CASE REPORTS: The first patient was a boy aged six years and five months presenting weight of 14.5 kg (< P3), height of 112 cm (P10), head circumference of 49 cm (P2), prominent forehead, triangular and asymmetric face, thin lips, right microtia with overfolded helix, small hands, micropenis (< P10), small testes and hallux valgus. His lymphocyte karyotype was mos 47,XY,+9 [4 ]/46,XY [50 ]. Additional cytogenetic assessment of the skin showed normal results. The second patient was a two-year-old girl who was initially assessed at five months of age, when she presented weight of 5.3 kg (< P3), height of 61.5 cm (P2-P10), head circumference of 40.5 cm (P25), sparse hair, micrognathia, right ear with overfolded helix and preauricular pit, triphalangeal thumbs and sacral dimple. She also had a history of congenital heart disease, hearing loss, hypotonia, delayed neuropsychomotor development and swallowing disorder. Her lymphocyte karyotype was mos 47,XX,+9 [3 ]/46,XX [69 ]. Both patients had unusual clinical findings (the first, hemifacial hypoplasia associated with microtia, with a phenotype of oculo-auriculo-vertebral spectrum, and the second, triphalangeal thumbs and hearing loss) and survival greater than what is usually described in the literature (< 1 year). Further reports will be critical for delineating the clinical features and determining the evolution of patients with mosaic trisomy 9.

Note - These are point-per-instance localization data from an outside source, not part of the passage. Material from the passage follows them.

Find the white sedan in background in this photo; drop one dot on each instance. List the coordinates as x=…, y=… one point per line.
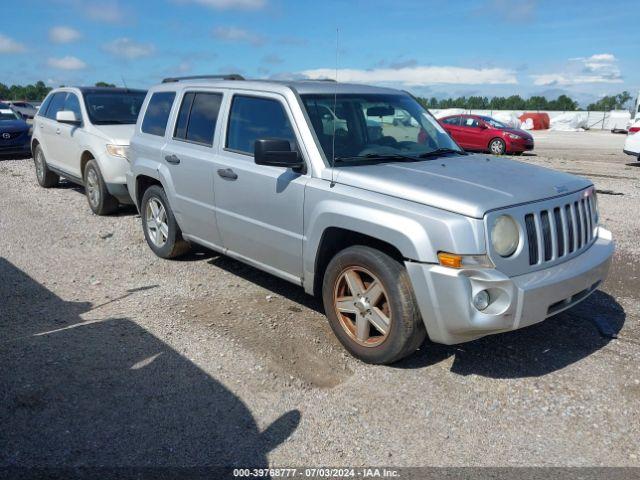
x=632, y=145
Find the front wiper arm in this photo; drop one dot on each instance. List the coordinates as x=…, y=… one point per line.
x=441, y=151
x=378, y=156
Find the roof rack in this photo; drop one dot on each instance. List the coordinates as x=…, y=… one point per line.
x=230, y=76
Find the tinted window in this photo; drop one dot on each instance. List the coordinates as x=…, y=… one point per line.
x=42, y=111
x=470, y=122
x=114, y=107
x=452, y=121
x=183, y=116
x=56, y=105
x=72, y=103
x=252, y=118
x=157, y=114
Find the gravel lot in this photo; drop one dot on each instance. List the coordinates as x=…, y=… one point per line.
x=111, y=356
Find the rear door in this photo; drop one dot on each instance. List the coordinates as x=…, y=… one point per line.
x=259, y=208
x=189, y=156
x=67, y=144
x=471, y=133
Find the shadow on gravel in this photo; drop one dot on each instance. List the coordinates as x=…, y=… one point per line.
x=269, y=282
x=533, y=351
x=108, y=393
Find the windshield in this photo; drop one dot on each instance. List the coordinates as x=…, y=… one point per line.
x=374, y=125
x=8, y=114
x=106, y=108
x=494, y=123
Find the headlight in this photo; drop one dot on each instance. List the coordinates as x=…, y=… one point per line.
x=118, y=150
x=505, y=236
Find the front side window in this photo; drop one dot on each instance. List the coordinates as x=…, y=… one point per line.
x=114, y=108
x=252, y=118
x=470, y=122
x=6, y=113
x=197, y=117
x=372, y=127
x=56, y=105
x=42, y=111
x=157, y=114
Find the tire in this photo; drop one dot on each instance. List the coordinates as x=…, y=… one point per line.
x=46, y=178
x=395, y=300
x=100, y=200
x=160, y=228
x=497, y=146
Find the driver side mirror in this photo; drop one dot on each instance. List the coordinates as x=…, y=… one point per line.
x=276, y=152
x=67, y=116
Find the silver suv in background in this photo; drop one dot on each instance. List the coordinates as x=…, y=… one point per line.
x=82, y=134
x=399, y=231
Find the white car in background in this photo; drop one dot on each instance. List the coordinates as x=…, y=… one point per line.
x=632, y=144
x=82, y=134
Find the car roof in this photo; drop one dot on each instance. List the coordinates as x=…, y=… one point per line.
x=302, y=87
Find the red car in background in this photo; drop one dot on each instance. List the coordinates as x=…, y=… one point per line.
x=477, y=132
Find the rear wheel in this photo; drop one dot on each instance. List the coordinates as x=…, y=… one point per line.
x=497, y=146
x=160, y=227
x=370, y=305
x=46, y=178
x=100, y=200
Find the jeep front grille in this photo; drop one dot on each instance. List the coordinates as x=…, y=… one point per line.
x=559, y=231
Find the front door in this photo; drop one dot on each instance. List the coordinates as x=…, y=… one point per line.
x=259, y=208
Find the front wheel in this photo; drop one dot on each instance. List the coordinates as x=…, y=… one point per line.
x=370, y=305
x=100, y=200
x=160, y=227
x=497, y=146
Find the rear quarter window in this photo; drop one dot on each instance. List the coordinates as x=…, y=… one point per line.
x=157, y=114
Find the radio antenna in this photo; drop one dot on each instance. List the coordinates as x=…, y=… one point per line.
x=335, y=106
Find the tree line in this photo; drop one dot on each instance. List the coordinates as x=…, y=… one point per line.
x=34, y=93
x=39, y=90
x=535, y=102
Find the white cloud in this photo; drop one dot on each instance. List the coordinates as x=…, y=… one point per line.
x=417, y=76
x=237, y=35
x=230, y=4
x=66, y=63
x=107, y=12
x=598, y=68
x=129, y=49
x=9, y=45
x=63, y=34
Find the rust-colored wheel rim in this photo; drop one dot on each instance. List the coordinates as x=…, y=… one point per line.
x=362, y=306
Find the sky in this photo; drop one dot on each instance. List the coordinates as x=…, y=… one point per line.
x=584, y=48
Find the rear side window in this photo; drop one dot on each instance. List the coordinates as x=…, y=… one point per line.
x=197, y=117
x=72, y=103
x=157, y=114
x=252, y=118
x=56, y=105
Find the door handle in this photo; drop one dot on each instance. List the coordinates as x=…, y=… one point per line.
x=227, y=173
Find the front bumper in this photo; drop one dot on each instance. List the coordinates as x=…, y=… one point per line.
x=445, y=295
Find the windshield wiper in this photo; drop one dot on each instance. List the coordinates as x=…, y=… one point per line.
x=441, y=151
x=379, y=156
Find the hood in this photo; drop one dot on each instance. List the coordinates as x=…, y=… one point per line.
x=470, y=185
x=13, y=125
x=116, y=134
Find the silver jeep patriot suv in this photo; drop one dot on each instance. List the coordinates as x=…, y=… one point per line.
x=400, y=231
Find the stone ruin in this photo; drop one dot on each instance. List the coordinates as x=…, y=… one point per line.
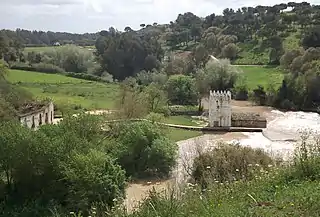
x=220, y=113
x=33, y=115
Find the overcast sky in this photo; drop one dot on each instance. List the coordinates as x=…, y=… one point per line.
x=94, y=15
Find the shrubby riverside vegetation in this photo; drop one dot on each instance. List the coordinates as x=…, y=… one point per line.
x=81, y=166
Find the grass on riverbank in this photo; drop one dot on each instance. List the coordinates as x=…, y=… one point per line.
x=177, y=135
x=68, y=93
x=279, y=190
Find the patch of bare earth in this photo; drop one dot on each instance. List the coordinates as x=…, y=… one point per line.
x=137, y=192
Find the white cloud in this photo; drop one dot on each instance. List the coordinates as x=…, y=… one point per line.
x=94, y=15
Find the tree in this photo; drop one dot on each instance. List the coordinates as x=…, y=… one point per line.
x=93, y=177
x=127, y=29
x=143, y=149
x=230, y=51
x=126, y=54
x=288, y=57
x=218, y=75
x=182, y=90
x=131, y=102
x=200, y=56
x=155, y=97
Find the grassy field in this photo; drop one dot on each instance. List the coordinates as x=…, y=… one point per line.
x=180, y=120
x=70, y=93
x=260, y=75
x=48, y=48
x=180, y=134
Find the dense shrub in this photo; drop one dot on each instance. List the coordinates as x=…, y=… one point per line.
x=88, y=77
x=306, y=161
x=228, y=163
x=182, y=90
x=143, y=149
x=217, y=75
x=71, y=58
x=65, y=164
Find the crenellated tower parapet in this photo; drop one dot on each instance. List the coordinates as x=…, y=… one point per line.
x=220, y=108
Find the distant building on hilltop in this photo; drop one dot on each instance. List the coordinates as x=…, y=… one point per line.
x=34, y=115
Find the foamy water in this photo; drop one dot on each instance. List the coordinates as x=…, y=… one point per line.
x=281, y=133
x=278, y=139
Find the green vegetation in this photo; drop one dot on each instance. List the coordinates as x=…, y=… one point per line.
x=67, y=93
x=253, y=185
x=76, y=166
x=262, y=75
x=180, y=134
x=46, y=49
x=181, y=120
x=82, y=164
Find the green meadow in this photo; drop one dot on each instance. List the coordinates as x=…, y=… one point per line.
x=68, y=93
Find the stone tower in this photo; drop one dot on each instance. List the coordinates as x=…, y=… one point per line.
x=220, y=109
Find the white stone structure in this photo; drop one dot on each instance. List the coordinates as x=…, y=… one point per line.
x=220, y=109
x=34, y=119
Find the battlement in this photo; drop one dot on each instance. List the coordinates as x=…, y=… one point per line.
x=221, y=94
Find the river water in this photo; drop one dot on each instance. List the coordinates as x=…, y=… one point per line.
x=284, y=130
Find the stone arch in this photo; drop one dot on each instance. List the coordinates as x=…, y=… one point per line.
x=46, y=118
x=33, y=123
x=40, y=119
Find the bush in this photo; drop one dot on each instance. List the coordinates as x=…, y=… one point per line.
x=63, y=163
x=217, y=75
x=91, y=176
x=88, y=77
x=306, y=161
x=71, y=58
x=143, y=150
x=259, y=95
x=228, y=163
x=182, y=90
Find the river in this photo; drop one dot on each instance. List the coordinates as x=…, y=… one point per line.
x=279, y=139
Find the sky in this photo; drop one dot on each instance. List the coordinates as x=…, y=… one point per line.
x=80, y=16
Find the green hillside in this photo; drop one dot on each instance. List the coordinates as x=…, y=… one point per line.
x=69, y=93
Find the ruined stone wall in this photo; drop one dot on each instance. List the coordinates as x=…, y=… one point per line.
x=249, y=123
x=220, y=109
x=33, y=120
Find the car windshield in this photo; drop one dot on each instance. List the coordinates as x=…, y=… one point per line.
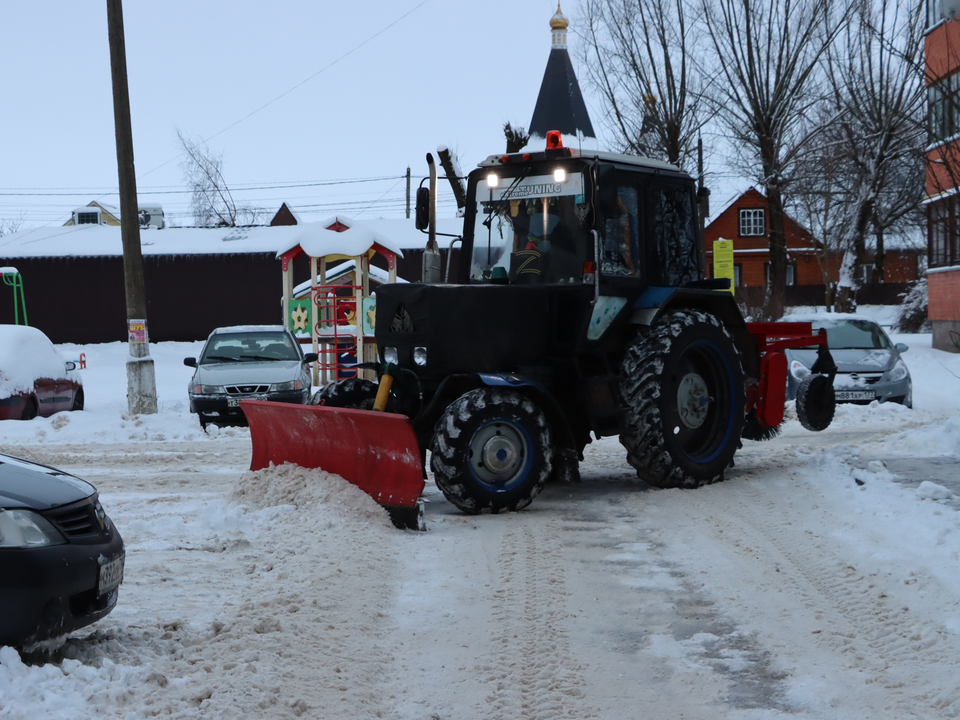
x=854, y=334
x=249, y=347
x=531, y=227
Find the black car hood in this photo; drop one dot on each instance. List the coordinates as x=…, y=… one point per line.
x=24, y=484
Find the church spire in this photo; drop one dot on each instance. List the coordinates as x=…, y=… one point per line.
x=558, y=25
x=560, y=104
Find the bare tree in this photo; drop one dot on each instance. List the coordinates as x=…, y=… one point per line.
x=816, y=199
x=517, y=137
x=769, y=55
x=211, y=200
x=639, y=55
x=880, y=101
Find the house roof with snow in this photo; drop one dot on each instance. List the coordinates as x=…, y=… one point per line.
x=105, y=240
x=560, y=105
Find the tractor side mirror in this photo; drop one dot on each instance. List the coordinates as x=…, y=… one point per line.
x=607, y=190
x=703, y=200
x=422, y=216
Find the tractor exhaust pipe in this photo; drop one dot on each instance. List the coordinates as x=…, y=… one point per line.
x=431, y=255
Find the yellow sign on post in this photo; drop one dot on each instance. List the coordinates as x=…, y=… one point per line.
x=723, y=260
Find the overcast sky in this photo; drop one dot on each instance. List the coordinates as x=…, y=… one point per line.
x=291, y=92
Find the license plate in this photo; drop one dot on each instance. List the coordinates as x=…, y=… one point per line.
x=111, y=575
x=855, y=394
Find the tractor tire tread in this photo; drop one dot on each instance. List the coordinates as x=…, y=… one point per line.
x=454, y=430
x=641, y=387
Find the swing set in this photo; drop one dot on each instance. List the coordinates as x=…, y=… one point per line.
x=11, y=278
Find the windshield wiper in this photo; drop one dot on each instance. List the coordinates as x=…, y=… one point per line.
x=498, y=207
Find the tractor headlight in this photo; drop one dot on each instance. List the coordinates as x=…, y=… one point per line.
x=898, y=371
x=25, y=529
x=799, y=370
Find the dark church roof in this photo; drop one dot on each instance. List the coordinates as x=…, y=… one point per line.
x=560, y=104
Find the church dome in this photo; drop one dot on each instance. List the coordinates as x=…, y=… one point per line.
x=558, y=21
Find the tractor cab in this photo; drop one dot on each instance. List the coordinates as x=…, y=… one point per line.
x=528, y=225
x=561, y=216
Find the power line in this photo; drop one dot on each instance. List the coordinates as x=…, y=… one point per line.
x=300, y=84
x=145, y=191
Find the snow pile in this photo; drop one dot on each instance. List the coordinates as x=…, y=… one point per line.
x=931, y=491
x=883, y=521
x=929, y=440
x=26, y=355
x=299, y=576
x=293, y=485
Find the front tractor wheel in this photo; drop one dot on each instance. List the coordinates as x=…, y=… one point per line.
x=682, y=384
x=351, y=393
x=492, y=451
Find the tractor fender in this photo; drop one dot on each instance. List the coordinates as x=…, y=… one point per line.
x=544, y=399
x=655, y=301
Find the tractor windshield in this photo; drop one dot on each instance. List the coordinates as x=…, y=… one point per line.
x=530, y=229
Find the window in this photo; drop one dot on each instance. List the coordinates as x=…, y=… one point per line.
x=753, y=223
x=621, y=246
x=791, y=274
x=943, y=229
x=934, y=12
x=943, y=108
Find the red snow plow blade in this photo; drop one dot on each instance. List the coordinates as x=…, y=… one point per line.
x=376, y=451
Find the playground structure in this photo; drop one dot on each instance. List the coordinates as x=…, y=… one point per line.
x=11, y=277
x=334, y=311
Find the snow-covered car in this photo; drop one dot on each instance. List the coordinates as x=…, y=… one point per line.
x=35, y=379
x=61, y=558
x=869, y=366
x=247, y=362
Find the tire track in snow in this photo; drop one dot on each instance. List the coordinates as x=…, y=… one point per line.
x=533, y=674
x=913, y=664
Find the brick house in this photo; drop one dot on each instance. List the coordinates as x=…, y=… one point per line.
x=745, y=221
x=942, y=61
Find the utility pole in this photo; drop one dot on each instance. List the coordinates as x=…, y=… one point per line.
x=408, y=192
x=141, y=375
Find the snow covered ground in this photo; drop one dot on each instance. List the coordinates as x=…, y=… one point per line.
x=820, y=580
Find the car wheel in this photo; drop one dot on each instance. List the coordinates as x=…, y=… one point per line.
x=30, y=409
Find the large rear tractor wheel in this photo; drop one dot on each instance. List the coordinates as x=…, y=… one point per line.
x=492, y=451
x=682, y=384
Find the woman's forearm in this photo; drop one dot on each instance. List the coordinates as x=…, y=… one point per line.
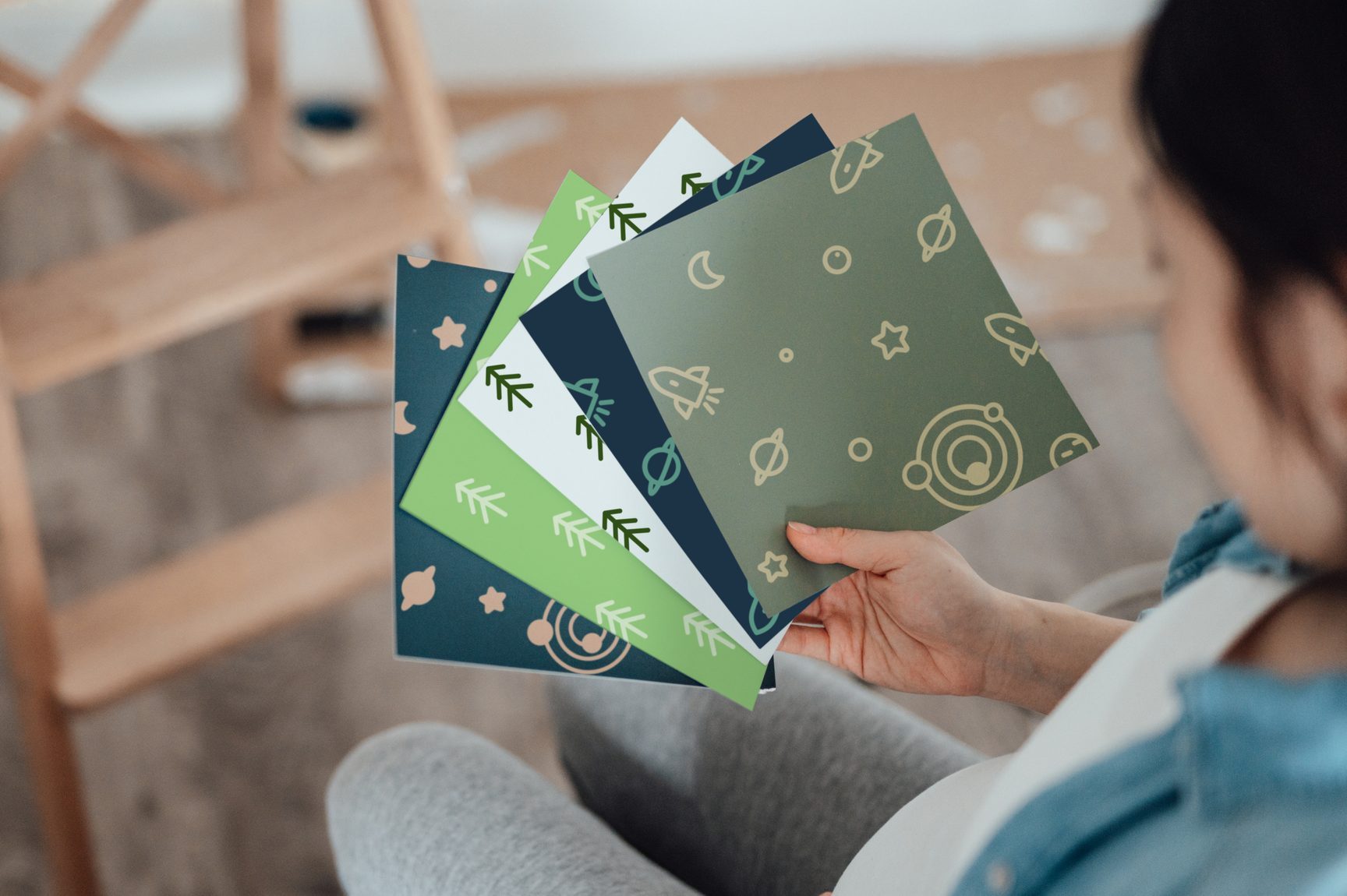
x=1045, y=650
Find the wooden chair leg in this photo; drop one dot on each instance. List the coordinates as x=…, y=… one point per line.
x=422, y=113
x=262, y=132
x=33, y=662
x=59, y=794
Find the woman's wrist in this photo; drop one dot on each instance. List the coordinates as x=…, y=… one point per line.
x=1041, y=649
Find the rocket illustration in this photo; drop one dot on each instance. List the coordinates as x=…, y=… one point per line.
x=688, y=388
x=1015, y=333
x=850, y=159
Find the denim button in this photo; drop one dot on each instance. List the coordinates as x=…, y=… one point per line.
x=1000, y=877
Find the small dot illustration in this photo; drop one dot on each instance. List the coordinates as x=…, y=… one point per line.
x=836, y=260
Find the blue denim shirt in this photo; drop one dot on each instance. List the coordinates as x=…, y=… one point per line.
x=1245, y=794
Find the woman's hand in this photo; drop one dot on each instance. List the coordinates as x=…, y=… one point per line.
x=916, y=618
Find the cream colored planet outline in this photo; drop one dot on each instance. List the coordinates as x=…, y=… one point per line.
x=418, y=587
x=1055, y=455
x=779, y=450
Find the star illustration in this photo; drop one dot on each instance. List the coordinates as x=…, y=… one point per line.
x=772, y=575
x=493, y=601
x=451, y=334
x=901, y=342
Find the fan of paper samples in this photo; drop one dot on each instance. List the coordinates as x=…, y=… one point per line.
x=597, y=455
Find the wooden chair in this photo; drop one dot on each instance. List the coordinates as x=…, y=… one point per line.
x=233, y=257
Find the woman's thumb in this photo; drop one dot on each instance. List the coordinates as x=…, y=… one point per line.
x=877, y=552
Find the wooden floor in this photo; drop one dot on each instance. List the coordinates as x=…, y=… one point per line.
x=212, y=785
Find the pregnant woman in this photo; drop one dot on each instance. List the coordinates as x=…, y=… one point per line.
x=1202, y=750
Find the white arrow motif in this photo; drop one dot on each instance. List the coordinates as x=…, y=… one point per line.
x=586, y=206
x=621, y=622
x=577, y=531
x=477, y=501
x=708, y=634
x=531, y=259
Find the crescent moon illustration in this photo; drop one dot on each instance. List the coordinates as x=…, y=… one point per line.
x=702, y=260
x=401, y=425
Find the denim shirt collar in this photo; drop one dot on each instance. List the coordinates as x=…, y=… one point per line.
x=1246, y=736
x=1221, y=537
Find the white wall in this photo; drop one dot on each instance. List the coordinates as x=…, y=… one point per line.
x=179, y=65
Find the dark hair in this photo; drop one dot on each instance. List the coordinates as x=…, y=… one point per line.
x=1243, y=105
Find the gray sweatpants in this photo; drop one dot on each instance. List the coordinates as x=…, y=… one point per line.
x=683, y=792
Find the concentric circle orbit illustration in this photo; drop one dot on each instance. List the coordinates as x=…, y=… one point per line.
x=575, y=644
x=966, y=457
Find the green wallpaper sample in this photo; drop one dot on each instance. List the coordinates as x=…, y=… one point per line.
x=834, y=346
x=475, y=490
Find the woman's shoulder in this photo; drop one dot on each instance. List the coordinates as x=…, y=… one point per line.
x=1221, y=537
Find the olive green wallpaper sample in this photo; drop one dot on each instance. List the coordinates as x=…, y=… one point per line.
x=834, y=346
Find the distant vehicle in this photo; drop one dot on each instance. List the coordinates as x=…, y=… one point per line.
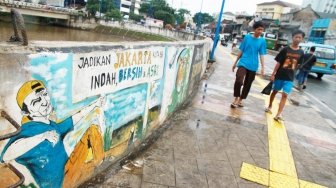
x=224, y=38
x=326, y=58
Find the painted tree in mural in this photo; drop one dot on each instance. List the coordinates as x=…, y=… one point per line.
x=159, y=9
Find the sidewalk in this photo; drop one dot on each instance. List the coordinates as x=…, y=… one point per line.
x=207, y=143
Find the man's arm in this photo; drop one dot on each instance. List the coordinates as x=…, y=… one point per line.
x=262, y=62
x=86, y=110
x=275, y=71
x=240, y=53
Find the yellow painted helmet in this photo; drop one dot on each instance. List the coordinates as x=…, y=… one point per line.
x=26, y=89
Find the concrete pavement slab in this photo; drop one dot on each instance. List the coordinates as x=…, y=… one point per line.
x=210, y=152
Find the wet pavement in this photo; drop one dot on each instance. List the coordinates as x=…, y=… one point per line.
x=207, y=143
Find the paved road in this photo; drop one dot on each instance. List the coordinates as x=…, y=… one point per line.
x=209, y=143
x=322, y=93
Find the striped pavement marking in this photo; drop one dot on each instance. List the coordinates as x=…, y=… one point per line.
x=282, y=172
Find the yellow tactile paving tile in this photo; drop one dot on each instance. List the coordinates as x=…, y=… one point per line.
x=255, y=174
x=282, y=172
x=278, y=180
x=305, y=184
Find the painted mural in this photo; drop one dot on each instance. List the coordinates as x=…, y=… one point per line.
x=181, y=69
x=79, y=109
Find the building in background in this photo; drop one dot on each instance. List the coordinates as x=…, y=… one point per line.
x=323, y=31
x=153, y=22
x=229, y=16
x=326, y=6
x=274, y=10
x=127, y=6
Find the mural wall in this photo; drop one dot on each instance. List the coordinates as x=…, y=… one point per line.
x=80, y=108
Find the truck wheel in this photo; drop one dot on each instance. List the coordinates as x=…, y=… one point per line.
x=319, y=76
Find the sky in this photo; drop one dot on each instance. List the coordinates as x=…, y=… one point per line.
x=213, y=6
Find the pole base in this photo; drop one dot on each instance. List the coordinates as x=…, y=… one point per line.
x=211, y=61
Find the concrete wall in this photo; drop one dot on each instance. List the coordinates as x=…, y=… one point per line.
x=83, y=106
x=176, y=35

Key words: Mosaicism. Chromosomes, human, pair 9. Chromosome aberrations. Goldenhar syndrome. Survivorship (Public health).

RESUMO

CONTEXTO: A trissomia do cromossomo 9 em mosaico é considerada uma anormalidade cromossômica rara e com limitada sobrevida. Nosso objetivo foi realizar o relato de dois pacientes com trissomia do 9 em mosaico, apresentando achados não usuais e sobrevida prolongada.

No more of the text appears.